Using an 'if and only if' rule to prove an 'if' statement (in Isabelle)

Question

I am trying to use a limited set of rules to prove a lemma in Isabelle using the apply method. This set of rules contains disj_not1 which is (P --> Q) = (\<not> P \/ Q).

I had the subgoal (P --> Q) ==> (\<not> P \/ Q), so I thought 'Aha! Here is a place for me to use my rule disj_not1'. But unfortunately, disj_not1 is an 'if and only if' rule not an 'if' rule, and Isabelle objects. Yet the 'if and only if' rule should be enough to prove it (more than enough really).
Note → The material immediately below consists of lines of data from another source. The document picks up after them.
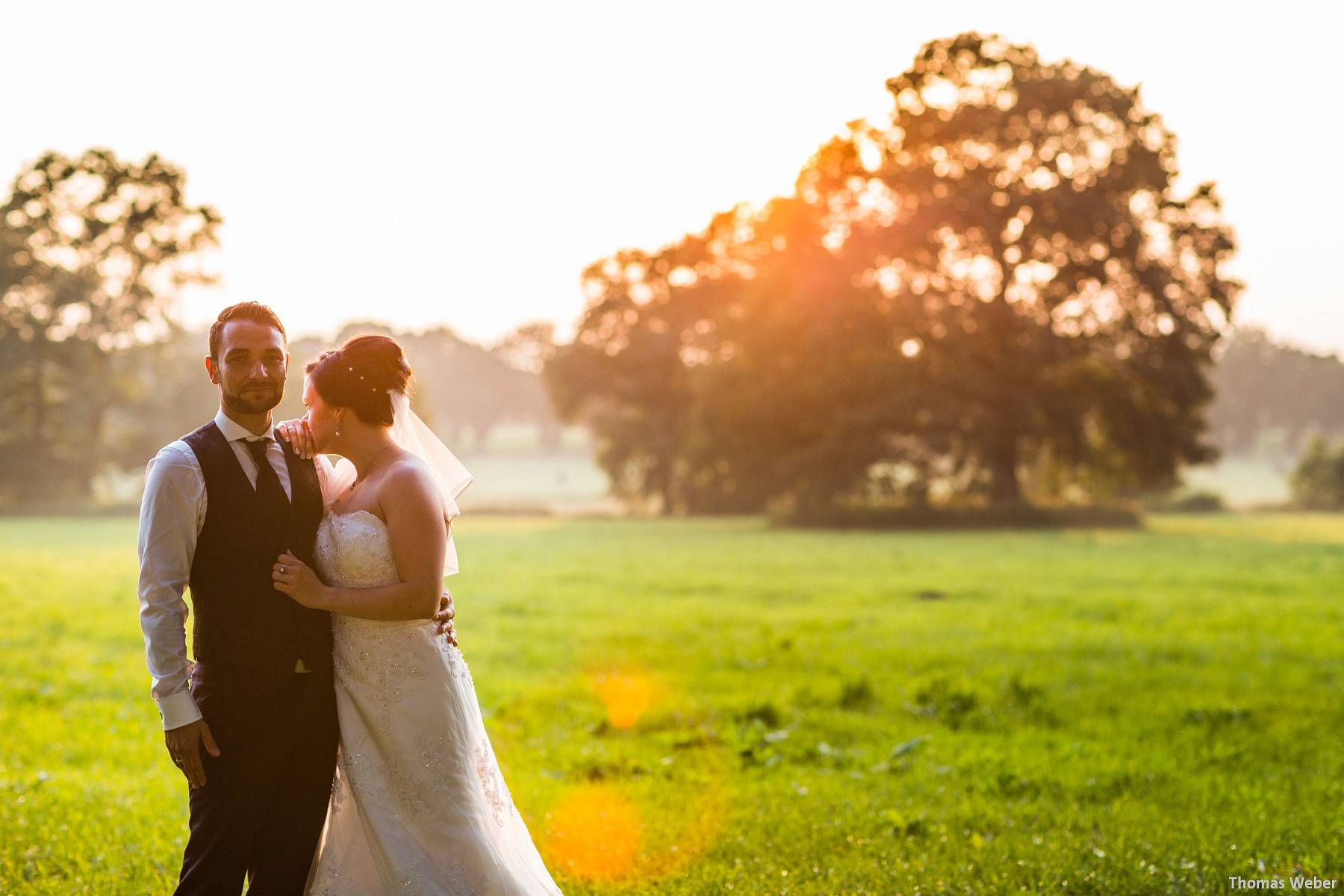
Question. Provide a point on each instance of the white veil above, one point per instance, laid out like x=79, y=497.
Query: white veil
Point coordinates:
x=410, y=433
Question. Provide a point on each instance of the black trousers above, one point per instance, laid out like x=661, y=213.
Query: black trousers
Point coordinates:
x=265, y=798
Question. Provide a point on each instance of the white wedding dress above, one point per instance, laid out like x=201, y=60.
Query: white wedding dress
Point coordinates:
x=418, y=805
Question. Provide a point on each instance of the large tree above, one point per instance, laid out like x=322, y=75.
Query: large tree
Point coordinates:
x=1019, y=225
x=94, y=252
x=999, y=281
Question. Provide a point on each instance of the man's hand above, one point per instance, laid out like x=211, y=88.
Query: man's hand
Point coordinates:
x=184, y=747
x=445, y=618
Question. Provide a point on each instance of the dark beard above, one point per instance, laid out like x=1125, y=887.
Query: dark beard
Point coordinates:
x=253, y=402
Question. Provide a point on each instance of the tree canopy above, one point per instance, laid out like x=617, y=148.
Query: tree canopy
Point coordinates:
x=998, y=290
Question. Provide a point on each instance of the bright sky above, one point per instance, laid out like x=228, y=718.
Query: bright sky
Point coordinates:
x=460, y=164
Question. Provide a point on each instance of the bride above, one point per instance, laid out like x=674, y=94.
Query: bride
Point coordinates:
x=418, y=803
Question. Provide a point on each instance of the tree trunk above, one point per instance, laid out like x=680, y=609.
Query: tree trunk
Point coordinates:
x=1003, y=472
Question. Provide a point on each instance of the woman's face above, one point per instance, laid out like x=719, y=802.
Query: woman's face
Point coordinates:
x=323, y=420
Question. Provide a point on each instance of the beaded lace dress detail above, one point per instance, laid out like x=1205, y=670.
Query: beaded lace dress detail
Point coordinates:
x=420, y=805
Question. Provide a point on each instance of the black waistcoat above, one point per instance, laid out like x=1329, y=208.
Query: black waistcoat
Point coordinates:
x=240, y=615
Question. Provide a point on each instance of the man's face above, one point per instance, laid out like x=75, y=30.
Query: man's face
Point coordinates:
x=250, y=367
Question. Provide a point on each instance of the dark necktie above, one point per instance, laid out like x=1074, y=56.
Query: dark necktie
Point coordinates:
x=272, y=499
x=269, y=492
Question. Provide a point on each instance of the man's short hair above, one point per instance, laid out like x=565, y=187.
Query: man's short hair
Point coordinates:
x=255, y=312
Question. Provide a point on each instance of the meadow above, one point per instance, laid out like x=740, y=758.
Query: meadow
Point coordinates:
x=714, y=706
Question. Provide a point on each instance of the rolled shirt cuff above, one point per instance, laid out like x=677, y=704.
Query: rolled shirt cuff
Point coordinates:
x=178, y=709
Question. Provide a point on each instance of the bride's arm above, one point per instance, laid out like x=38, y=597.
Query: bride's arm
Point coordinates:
x=409, y=500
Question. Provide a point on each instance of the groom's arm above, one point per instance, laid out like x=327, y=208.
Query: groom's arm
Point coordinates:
x=169, y=520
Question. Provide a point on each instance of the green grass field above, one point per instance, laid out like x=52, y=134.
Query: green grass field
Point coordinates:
x=813, y=712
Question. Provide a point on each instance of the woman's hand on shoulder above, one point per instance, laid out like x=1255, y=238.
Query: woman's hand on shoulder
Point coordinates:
x=299, y=437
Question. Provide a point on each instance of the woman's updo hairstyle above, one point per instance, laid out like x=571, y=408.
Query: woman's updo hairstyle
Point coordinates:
x=359, y=374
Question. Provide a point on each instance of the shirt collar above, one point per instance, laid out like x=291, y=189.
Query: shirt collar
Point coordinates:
x=233, y=432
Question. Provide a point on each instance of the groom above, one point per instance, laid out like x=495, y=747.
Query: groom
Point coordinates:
x=252, y=724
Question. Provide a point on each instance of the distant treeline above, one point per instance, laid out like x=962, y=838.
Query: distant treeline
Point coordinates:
x=1272, y=398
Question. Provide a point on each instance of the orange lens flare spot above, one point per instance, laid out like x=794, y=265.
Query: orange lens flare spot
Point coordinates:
x=594, y=833
x=626, y=696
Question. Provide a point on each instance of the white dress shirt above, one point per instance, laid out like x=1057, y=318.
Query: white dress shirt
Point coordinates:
x=172, y=514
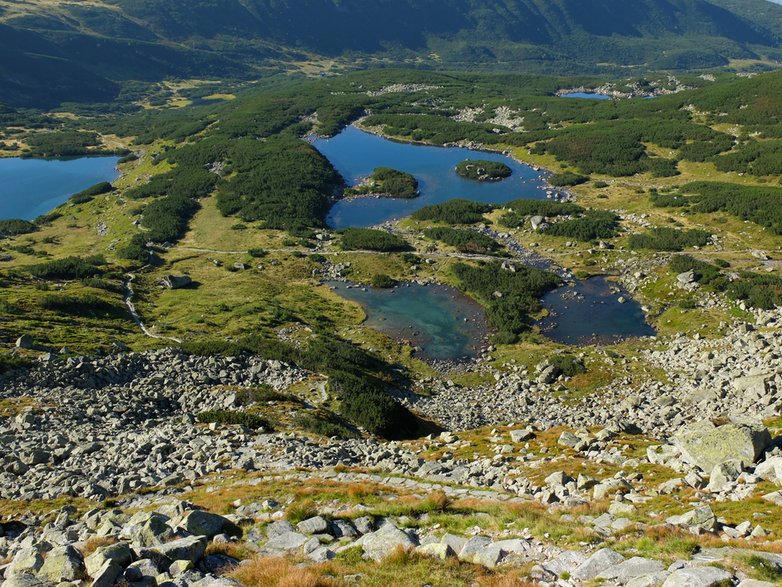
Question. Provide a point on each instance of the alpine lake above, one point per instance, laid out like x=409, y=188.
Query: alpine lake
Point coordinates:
x=438, y=321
Is this possible, and if so, how can it be done?

Answer 1

What I sometimes do in such situations is to create the required rule in an ad hoc fashion as follows:

apply (rule disj_not1 [THEN iffD1])

where iffD1 is the fact

?Q = ?P ⟹ ?Q ⟹ ?P

If you need the direction from right to left, you can use iffD2 instead.

Answer 2

There is the subst method. apply (subst foo) will apply an equational rule by rewriting the first instance of the left-hand side of the rule in the goal with the corresponding instance of the right-hand side. You can specify other occurrences with subst (2 3) e.g. to rewrite the second and third occurrence. In order to rewrite in the assumptions of the current goal, you need to do subst (asm). To rewrite the second occurrence in an assumption, write subst (asm) (2).